İlim bir nurdur

"Kastamonu'da lise talebelerinden bir kısmı yanıma geldiler. 'Bize hâlıkımızı tanıttır; muallimlerimiz Allah'tan bahsetmiyorlar.' dediler.Ben dedim: Sizin okuduğunuz fenlerden her fen, kendi lisan-ı mahsusuyla mütemadiyen Allah'tan bahsedip Hâlık'ı tanıttırıyorlar. Muallimleri değil, onları dinleyiniz." diyen Bediüzzaman gerçek ilmin (yani fenlerin) bir nur olduğunu ve yaratanını anlattığını belirtiyor. İslamiyet'te ilme, bilgiye ve hikmete büyük önem verilmiştir. "Yaratan Rabbinin adıyla oku!" (Alâk, 1.) emriyle başlayan ilk vahiyle insanlar kâinatı ve yaratılan her şeyi vahyin ışığında okumaya ve anlamaya teşvik edilmiştir. Çünkü; "İnsan bu âleme ilim ve dua vasıtasıyla tekemmül etmek için gelmiştir.

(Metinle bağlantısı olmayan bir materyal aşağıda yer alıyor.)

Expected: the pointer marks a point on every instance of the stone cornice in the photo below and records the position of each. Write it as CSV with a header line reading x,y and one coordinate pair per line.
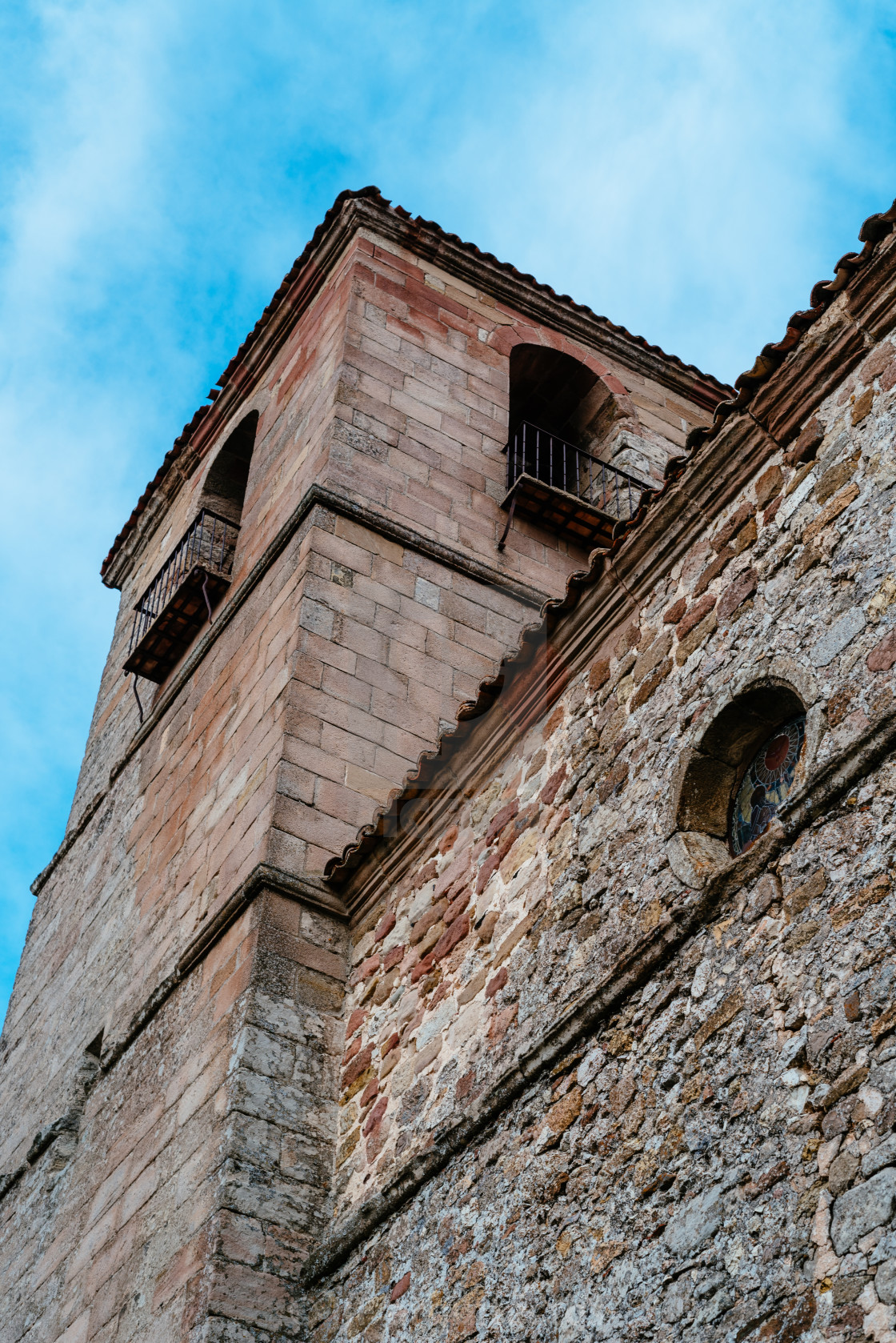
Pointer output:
x,y
332,501
642,959
427,241
566,643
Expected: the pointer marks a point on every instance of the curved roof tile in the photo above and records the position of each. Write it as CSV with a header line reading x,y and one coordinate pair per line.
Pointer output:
x,y
874,230
183,439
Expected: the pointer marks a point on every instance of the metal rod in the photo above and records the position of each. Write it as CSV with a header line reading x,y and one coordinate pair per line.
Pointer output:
x,y
211,618
140,708
506,527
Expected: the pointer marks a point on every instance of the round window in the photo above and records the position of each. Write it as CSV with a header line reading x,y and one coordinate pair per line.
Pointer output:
x,y
766,784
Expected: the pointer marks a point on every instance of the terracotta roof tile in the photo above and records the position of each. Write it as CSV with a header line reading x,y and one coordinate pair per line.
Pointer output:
x,y
874,229
711,387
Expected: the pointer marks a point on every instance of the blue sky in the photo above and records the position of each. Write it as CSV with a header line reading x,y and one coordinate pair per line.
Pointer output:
x,y
686,170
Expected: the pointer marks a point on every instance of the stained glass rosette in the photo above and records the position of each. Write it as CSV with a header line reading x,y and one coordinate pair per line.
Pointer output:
x,y
766,784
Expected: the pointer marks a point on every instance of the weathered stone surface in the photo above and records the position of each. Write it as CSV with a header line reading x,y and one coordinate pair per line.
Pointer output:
x,y
544,1060
862,1208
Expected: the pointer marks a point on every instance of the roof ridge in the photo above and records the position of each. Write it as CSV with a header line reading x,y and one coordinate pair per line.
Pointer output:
x,y
872,231
184,438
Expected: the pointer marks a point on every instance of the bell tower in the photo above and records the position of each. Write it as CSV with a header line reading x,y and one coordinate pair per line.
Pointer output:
x,y
413,450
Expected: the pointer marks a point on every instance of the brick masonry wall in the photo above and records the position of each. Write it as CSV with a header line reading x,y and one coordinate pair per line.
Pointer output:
x,y
186,1204
715,1159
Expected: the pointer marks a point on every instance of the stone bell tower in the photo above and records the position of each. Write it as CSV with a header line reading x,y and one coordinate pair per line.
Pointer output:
x,y
410,453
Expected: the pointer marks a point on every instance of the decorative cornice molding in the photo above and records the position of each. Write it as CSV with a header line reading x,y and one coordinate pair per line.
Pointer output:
x,y
370,211
334,503
642,959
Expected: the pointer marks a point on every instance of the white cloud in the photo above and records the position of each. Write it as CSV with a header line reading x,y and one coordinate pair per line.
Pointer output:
x,y
688,170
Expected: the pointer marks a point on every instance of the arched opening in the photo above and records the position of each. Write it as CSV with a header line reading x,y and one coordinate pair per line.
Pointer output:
x,y
742,772
225,487
196,575
562,427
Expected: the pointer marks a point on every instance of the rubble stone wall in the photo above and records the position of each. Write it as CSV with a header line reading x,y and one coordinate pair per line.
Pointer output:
x,y
183,1196
715,1154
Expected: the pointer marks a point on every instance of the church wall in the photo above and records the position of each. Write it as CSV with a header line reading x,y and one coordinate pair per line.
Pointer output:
x,y
565,859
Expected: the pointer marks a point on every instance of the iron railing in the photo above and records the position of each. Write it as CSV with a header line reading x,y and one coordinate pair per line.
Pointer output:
x,y
535,451
209,544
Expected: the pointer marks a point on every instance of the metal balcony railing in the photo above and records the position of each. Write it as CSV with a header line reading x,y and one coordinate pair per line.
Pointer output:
x,y
183,594
566,487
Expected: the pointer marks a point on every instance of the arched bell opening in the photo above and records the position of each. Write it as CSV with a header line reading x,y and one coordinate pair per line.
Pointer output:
x,y
563,423
225,487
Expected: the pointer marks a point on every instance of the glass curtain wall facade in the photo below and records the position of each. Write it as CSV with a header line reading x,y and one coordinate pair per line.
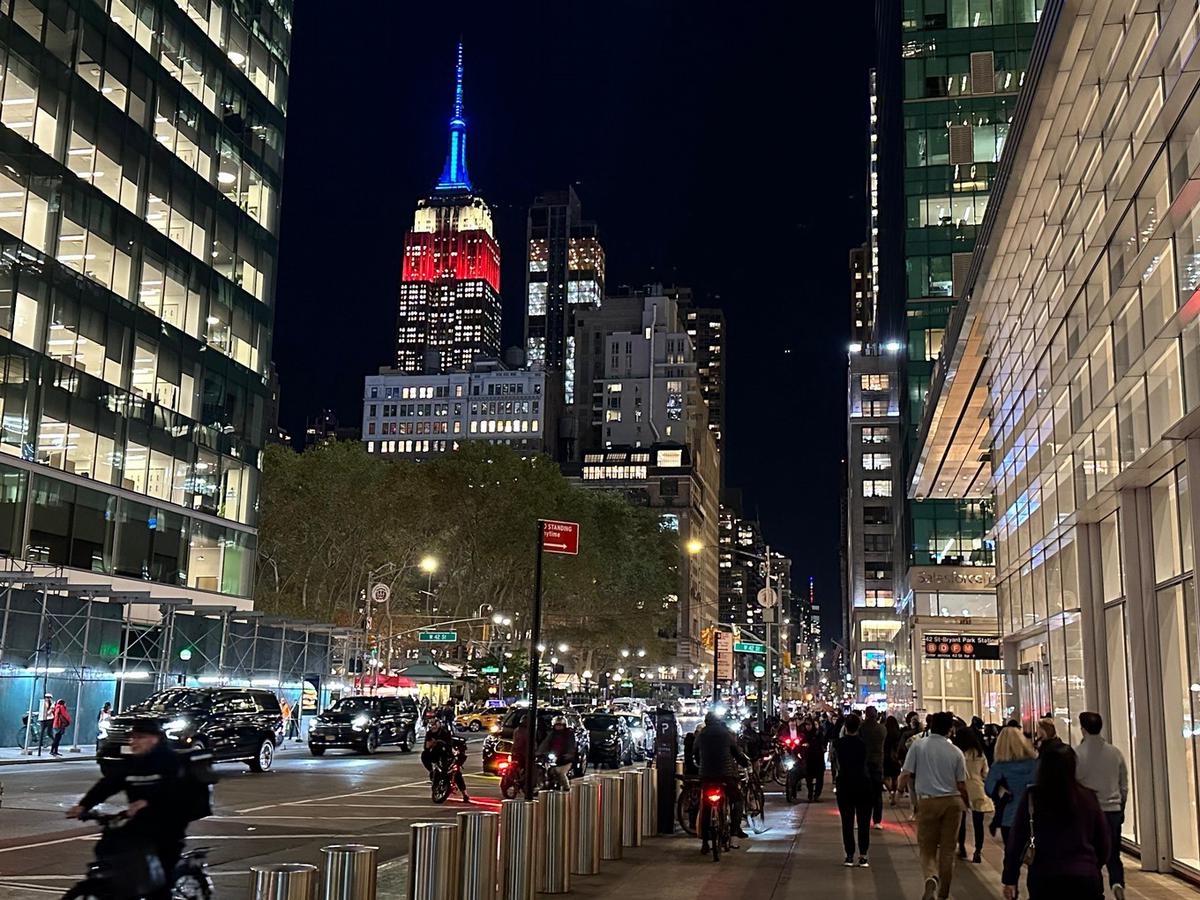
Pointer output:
x,y
1089,304
961,66
141,153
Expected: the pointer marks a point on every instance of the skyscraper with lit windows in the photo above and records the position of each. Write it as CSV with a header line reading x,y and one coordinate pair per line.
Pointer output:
x,y
449,312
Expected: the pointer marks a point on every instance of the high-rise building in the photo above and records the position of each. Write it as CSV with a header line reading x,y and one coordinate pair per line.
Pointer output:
x,y
449,311
706,328
945,94
141,159
564,273
1069,387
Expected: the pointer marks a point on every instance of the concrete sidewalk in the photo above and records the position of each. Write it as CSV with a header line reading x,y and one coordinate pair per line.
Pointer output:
x,y
801,856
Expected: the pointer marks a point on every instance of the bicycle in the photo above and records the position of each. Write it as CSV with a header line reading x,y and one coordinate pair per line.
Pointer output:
x,y
688,805
715,814
121,864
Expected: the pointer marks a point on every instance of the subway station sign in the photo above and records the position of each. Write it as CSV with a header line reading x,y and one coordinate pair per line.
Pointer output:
x,y
961,647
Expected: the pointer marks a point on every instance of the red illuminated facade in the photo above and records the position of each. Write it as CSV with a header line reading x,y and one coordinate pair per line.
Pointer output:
x,y
449,310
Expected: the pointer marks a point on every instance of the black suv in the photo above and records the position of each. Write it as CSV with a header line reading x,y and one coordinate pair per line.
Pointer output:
x,y
365,724
234,724
498,745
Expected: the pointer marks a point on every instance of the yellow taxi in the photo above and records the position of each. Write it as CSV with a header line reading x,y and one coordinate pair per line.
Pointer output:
x,y
481,719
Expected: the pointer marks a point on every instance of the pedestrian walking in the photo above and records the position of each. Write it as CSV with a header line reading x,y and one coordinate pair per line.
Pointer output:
x,y
874,735
102,718
1102,768
1011,774
814,760
937,772
970,742
1060,832
59,720
891,756
45,721
856,790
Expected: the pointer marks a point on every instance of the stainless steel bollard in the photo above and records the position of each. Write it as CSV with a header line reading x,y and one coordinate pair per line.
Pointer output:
x,y
432,867
479,835
349,871
555,827
519,846
283,881
610,816
631,808
586,831
649,801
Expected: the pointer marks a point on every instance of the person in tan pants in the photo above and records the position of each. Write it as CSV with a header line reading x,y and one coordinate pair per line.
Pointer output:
x,y
936,772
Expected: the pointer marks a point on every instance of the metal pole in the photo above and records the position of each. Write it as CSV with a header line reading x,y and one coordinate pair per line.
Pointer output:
x,y
534,665
83,664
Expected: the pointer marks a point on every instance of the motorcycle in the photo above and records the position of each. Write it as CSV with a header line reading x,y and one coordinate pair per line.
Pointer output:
x,y
124,867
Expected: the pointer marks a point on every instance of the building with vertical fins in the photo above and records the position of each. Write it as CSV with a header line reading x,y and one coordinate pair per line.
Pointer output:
x,y
449,311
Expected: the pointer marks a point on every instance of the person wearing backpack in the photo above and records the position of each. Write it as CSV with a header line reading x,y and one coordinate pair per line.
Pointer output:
x,y
60,719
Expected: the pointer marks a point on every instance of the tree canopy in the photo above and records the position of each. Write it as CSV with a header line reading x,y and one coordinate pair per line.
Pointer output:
x,y
335,515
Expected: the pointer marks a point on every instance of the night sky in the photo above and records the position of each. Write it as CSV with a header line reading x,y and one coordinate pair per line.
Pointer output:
x,y
718,147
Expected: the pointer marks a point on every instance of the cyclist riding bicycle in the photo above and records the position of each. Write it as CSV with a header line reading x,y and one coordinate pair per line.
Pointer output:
x,y
153,781
559,743
442,747
719,759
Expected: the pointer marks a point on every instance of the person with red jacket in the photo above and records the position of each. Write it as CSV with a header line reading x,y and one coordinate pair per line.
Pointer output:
x,y
59,721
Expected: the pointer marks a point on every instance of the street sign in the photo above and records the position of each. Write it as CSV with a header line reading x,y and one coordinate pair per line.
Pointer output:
x,y
561,537
724,655
437,636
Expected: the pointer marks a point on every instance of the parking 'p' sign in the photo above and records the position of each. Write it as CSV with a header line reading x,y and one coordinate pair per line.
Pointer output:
x,y
561,537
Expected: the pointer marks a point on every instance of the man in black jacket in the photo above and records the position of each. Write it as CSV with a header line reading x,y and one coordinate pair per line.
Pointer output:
x,y
719,759
151,780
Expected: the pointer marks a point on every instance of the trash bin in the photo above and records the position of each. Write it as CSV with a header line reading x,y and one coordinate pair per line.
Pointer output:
x,y
649,801
555,827
432,867
610,816
283,881
519,846
631,808
586,831
479,834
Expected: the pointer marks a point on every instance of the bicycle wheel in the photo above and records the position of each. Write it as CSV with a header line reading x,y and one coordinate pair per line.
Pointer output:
x,y
687,808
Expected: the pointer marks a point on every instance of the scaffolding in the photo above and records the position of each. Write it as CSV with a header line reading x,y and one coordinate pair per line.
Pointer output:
x,y
95,643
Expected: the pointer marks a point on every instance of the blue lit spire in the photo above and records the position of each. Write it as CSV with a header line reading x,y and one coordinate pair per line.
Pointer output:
x,y
454,175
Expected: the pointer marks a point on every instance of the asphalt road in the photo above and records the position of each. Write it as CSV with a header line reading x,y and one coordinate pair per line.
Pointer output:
x,y
285,815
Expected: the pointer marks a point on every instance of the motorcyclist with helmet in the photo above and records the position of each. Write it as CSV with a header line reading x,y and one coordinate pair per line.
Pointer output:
x,y
717,748
443,747
151,778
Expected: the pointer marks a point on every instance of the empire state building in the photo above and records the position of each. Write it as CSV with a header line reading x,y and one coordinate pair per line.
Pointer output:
x,y
449,311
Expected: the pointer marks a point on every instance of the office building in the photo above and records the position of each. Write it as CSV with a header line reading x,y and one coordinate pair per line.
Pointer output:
x,y
141,163
1072,370
414,417
449,310
677,480
706,328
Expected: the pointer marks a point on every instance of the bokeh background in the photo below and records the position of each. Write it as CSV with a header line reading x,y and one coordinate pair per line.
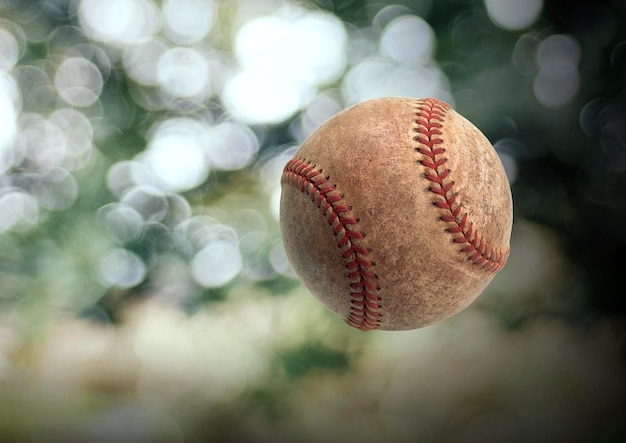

Mahiyet ve istidat itibarıyla her şey ilme bağlıdır. Ve bütün ulûm-u hakikiyenin esası ve madeni ve nuru ve ruhu marifetullahtır ve onun üssü'l-esası da iman-ı billâhtır." Ve aynı zamanda; "Ve bütün ulûm-u hakikiyenin esası ve madeni ve nuru ve ruhu marifetullahtır ve onun üssü'l-esası da iman-ı billâhtır." Bu konuda Hz. Peygamber (s.a.v.): "Ben ancak bir muallim olarak gönderildim." (Dârimî, Mukaddime, 32.) buyurarak ilimle meşgul olanları onurlandırmıştır. Bunun yanında, "De ki: Hiç bilenlerle bilmeyenler bir olur mu" (Zümer, 9.) ayet-i kerimesi ise, bilginin-ilmin ve âlimin Allah katındaki değerini göstermektedir. Kur'an-ı Kerim'de "Kalem" ismiyle müstakil bir surenin bulunması ve burada Allah'ın 'kalem' üzerine yemin etmesi de kadın-erkek her mü'min-Müslüman için ilmin ne kadar kıymetli olduğunu anlatmaktadır. İlim, her insana her alanda rehberlik eder. O, kıymeti bilinmesi gereken bir hazinedir.